City looks to buy site for business park


By David Skolnick

Former LTV seamless pipe mill

The board also approved a study of the city’s water system and its rates.

YOUNGSTOWN — City officials are negotiating the purchase of a 100-acre site, the location of a former LTV seamless pipe mill, with the expectation of turning it into a business park.

The city’s board of control hired MS Consultants, a Youngstown company, on Tuesday to conduct tests on the property off Poland Avenue to determine if there are hazardous materials there. The cost for the tests is $11,250 with results expected in about 45 days.

The tests are needed before the city can move ahead with the purchase, said Finance Director David Bozanich, a board of control member.

Sherman International, a Pittsburgh equipment dealer, purchased the property from LTV for $1 million in October 2002, during that company’s bankruptcy proceedings. Sherman dismantled the former mill in February 2003, and nothing has been done with the property since.

The purchase price is being negotiated, but it’s expected to be about half of what Sherman paid for the property.

The city wants the sale to be finalized by the end of the year.

The tests will probably show “minor pockets” of asbestos and oil, Bozanich said.

The city operates four business parks, totaling close to 700 acres. Among them is Performance Park, a former LTV steel mill site located near the Sherman property.

The Sherman property is in the Mahoning River Corridor of Opportunity, a location that takes in about 1,200 undeveloped acres along the Mahoning River in Youngstown, Campbell and Struthers.

The Youngstown Board of Control on Tuesday approved hiring The PFM Group, a Cleveland company, to conduct a $92,000 study to examine the city’s water distribution system and its rates. The study should be done in 90 days, Bozanich said.

The study also would include an estimated cost of expanding the water system into Campbell’s and Struthers’ portions of the corridor.

Youngstown’s proposal calls for the three cities to evenly split a 2 percent income tax to be imposed on new businesses in that area. Campbell City Council voted to cooperate with the study. Struthers council hasn’t approved a similar resolution.

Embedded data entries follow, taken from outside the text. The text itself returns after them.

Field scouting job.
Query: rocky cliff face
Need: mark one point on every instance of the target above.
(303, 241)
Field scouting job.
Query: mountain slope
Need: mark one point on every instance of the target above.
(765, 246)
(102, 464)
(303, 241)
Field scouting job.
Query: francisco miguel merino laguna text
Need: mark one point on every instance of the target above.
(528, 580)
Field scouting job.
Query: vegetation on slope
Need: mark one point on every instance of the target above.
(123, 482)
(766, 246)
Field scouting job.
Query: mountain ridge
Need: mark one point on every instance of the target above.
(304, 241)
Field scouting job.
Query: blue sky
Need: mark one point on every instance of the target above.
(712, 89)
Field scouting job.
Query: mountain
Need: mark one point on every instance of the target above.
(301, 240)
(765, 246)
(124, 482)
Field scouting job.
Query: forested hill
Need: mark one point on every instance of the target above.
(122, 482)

Also Tuesday, the Youngstown board approved severance packages for three of the 20 firefighters taking the city’s early retirement/resignation offer.

The board will approve the other 17 in the coming weeks.

All 20 will leave their jobs with the fire department by the end of the year and be replaced by those making $24,000 in annual base pay during their first year on the job. That’s less than half of what those leaving the department earn annually in base pay.